Pero si este país tiene miles de defectos, uno de ellos es sin duda su cobardía a la hora de defender cuestiones que en cualquier otro lugar serían incontestables. Somos los más solidarios a la hora de donar sangre, órganos o dinero a los necesitados, pero carecemos de los arrestos necesarios para defender nuestras instituciones fundamentales. Como decíamos en tiempos del franquismo aludiendo al eslógan de que España era “una, grande y libre” tan esgrimido durante la dictadura, “es una porque si hubiera dos nos iríamos a la otra; el grande porque cabemos los españoles y los americanos (yo añadiría y los catalanes y los vascos) y es libre porque se puede ser del Madrid o del Barcelona). Bueno, pues ahora, cuarenta años después, puede que seamos más libres, pero desde luego ni somos grandes ni somos un único país. Porque a la mínima de cambio ya estamos llamando fascistas a quienes llevan nuestra bandera o tararean nuestro himno y no nos ponemos de acuerdo ni tan siquiera cuando el enemigo común hace de las suyas en nuestro propio territorio. La controversia y la polémica siempre están servidas. Es lo que hay. Ajo y agua. Y no quiero ser agorero, pero puede que lo mejor esté aún por venir.

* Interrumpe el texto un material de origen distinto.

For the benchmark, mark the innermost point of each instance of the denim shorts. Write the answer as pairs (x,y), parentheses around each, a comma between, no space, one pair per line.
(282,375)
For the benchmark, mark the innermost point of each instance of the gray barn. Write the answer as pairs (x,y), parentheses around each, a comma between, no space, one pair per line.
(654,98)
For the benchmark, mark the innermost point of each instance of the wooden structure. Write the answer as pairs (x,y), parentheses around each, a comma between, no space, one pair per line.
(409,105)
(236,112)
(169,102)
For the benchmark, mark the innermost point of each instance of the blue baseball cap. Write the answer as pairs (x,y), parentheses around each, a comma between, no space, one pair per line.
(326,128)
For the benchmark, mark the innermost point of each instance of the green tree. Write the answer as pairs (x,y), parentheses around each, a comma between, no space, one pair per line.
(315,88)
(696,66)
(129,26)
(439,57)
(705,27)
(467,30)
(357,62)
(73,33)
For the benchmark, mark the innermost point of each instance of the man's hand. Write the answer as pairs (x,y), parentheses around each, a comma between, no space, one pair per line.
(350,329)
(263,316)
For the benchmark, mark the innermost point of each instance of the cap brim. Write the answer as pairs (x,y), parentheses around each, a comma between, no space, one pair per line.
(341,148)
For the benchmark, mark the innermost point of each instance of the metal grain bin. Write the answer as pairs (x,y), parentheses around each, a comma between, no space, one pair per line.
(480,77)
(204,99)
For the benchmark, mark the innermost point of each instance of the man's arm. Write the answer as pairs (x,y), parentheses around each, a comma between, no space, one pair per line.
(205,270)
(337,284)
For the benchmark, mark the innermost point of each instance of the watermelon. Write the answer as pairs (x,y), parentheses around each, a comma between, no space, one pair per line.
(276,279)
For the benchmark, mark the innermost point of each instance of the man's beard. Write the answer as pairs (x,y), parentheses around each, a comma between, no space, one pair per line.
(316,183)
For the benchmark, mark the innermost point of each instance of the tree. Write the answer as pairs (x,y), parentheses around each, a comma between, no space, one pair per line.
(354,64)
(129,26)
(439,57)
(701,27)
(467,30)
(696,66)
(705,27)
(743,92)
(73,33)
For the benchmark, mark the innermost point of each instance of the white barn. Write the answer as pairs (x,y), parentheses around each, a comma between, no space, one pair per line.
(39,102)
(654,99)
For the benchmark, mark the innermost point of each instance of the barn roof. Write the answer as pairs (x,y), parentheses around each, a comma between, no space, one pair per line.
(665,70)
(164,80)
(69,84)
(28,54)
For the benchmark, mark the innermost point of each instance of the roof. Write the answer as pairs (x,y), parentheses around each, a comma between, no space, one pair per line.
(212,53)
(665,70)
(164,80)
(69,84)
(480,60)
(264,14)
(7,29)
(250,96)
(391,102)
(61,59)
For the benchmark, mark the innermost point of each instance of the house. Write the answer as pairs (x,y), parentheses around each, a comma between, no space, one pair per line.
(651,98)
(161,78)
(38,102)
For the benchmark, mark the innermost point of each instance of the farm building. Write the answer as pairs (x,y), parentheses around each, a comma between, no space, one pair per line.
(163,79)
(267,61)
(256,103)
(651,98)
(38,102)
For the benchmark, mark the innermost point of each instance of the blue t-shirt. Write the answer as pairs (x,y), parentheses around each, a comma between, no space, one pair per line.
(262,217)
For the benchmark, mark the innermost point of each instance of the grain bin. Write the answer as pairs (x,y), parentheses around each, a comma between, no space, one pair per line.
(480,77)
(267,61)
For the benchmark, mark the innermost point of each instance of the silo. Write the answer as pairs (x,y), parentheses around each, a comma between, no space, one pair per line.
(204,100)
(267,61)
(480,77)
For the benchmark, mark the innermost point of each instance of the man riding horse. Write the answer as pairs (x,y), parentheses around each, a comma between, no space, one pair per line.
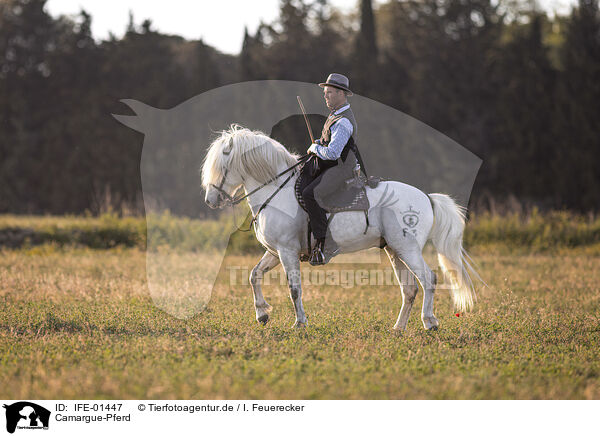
(332,162)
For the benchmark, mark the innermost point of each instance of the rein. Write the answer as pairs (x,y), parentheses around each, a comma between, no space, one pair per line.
(232,201)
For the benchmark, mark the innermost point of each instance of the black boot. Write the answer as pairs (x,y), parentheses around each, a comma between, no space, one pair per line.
(317,257)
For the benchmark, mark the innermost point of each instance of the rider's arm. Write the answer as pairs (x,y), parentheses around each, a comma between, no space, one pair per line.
(340,134)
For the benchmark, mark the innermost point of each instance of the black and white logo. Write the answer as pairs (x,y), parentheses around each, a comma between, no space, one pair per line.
(26,415)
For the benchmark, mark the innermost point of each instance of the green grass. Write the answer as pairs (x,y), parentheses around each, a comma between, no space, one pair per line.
(79,323)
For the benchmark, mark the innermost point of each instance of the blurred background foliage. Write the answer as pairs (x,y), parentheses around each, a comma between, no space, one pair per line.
(517,87)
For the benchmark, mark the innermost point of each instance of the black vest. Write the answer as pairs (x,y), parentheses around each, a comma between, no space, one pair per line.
(326,137)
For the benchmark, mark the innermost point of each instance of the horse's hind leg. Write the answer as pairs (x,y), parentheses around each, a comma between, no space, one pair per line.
(406,247)
(409,288)
(291,265)
(267,263)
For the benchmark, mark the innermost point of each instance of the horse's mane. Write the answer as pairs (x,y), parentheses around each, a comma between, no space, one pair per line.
(253,153)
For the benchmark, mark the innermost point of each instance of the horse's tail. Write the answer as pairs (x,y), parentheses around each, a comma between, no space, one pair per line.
(446,235)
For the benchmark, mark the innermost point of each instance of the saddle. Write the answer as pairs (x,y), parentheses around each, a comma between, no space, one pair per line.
(351,196)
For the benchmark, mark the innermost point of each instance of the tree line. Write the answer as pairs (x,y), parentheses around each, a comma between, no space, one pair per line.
(517,87)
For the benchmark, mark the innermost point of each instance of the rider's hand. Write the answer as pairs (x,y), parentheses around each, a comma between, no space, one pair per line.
(312,149)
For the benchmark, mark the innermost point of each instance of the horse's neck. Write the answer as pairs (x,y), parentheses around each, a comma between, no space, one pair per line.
(259,197)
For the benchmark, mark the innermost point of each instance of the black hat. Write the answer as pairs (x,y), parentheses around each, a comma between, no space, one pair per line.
(337,81)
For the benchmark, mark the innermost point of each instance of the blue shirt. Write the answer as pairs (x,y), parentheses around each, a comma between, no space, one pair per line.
(341,131)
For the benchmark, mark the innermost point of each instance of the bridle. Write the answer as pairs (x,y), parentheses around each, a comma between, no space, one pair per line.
(231,200)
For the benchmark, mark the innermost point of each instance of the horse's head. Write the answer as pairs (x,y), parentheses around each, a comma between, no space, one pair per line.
(220,178)
(237,157)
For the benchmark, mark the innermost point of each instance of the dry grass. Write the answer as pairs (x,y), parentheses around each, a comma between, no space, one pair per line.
(80,323)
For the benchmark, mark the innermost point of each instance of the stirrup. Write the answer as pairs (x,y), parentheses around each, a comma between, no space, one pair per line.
(317,257)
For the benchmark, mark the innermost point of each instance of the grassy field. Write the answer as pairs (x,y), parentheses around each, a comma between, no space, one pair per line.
(79,323)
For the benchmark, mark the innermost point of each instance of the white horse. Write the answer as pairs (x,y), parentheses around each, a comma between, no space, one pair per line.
(400,214)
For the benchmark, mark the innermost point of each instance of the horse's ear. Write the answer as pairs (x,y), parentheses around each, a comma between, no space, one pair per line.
(135,122)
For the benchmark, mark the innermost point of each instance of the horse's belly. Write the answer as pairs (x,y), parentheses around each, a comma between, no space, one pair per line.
(348,230)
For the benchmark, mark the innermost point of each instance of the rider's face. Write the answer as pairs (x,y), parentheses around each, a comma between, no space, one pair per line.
(334,97)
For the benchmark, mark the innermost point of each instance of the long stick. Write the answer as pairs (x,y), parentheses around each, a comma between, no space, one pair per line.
(312,139)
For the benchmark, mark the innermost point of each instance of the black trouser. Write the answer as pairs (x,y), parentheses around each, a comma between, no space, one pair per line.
(316,215)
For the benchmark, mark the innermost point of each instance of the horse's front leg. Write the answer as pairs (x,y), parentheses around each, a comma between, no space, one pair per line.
(291,264)
(267,263)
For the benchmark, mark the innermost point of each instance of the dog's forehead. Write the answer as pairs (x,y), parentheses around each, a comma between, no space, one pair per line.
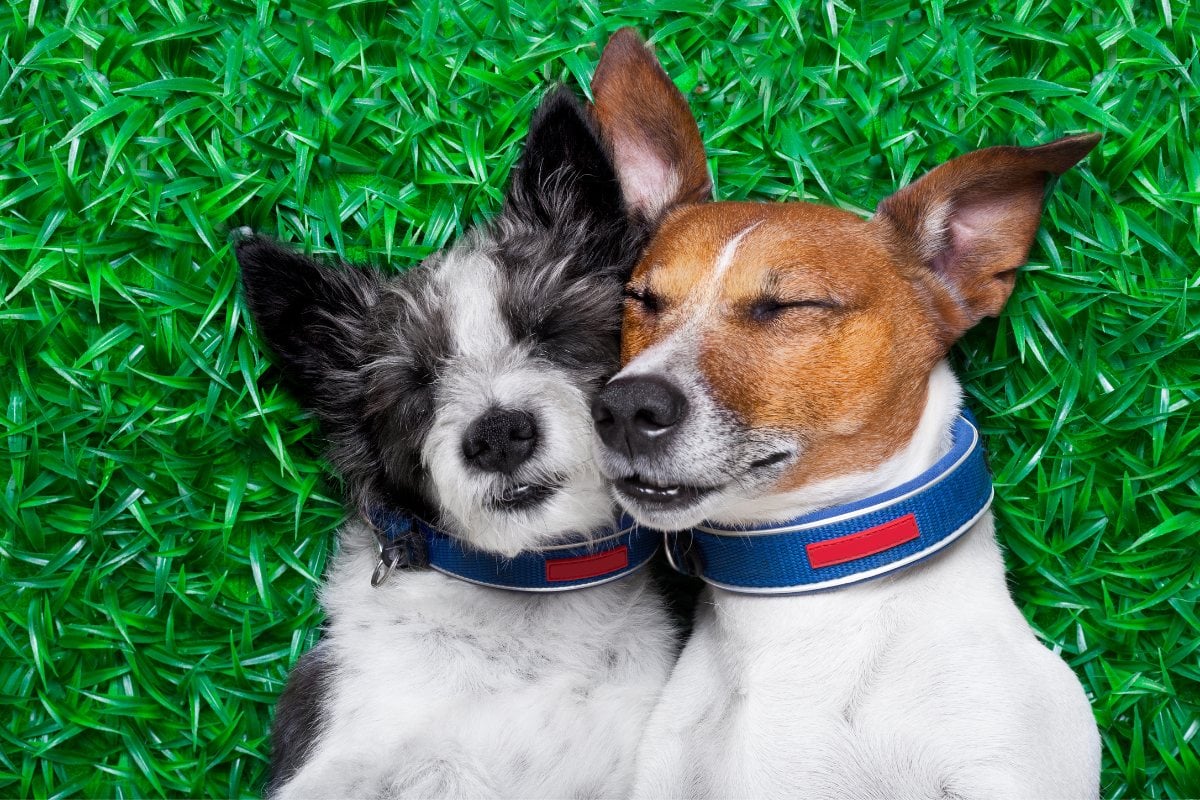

A todo esto, aunque me haya ido por las ramas, yo trataba de engarzar el título de la “Soledad del corredor de fondo” con la impresión que me ha producido el líder del PSOE, Pedro Sánchez, en su última visita a Andalucía. Sánchez, que esta semana recorrerá varias provincias andaluzas en su precampaña sin el acompañamiento debido de su compañera Susana Díaz, me recuerda al actor Tom Courtenay en la citada película. Cada día que pasa lo veo más solo en esa carrera de fondo que es la de conseguir la Presidencia del Gobierno.Mira que el hombre pone empeño en arrancar votos por la izquierda metiéndose con Podemos y por la derecha acusando a Ciudadanos de ser un remedo de las Nuevas Generaciones del PP. Pero ni así. Ni siquiera en Andalucía, donde tiene asegurada una clientela fiel donde las haya y una telonera de lujo como Susana, Sánchez arranca ovaciones como las que conseguía Alfonso Guerra en sus mítines. ¡Donde va a parar! Me da la impresión que su carrera de corredor de fondo se puede quedar, el próximo 20-D, en unos cuatrocientos, ochocientos o mil quinientos metros. Vamos, en un medio fondo y poco más. Ya veremos si alguien cercano a nosotros, los andaluces, es capaz de cogerle el relevo.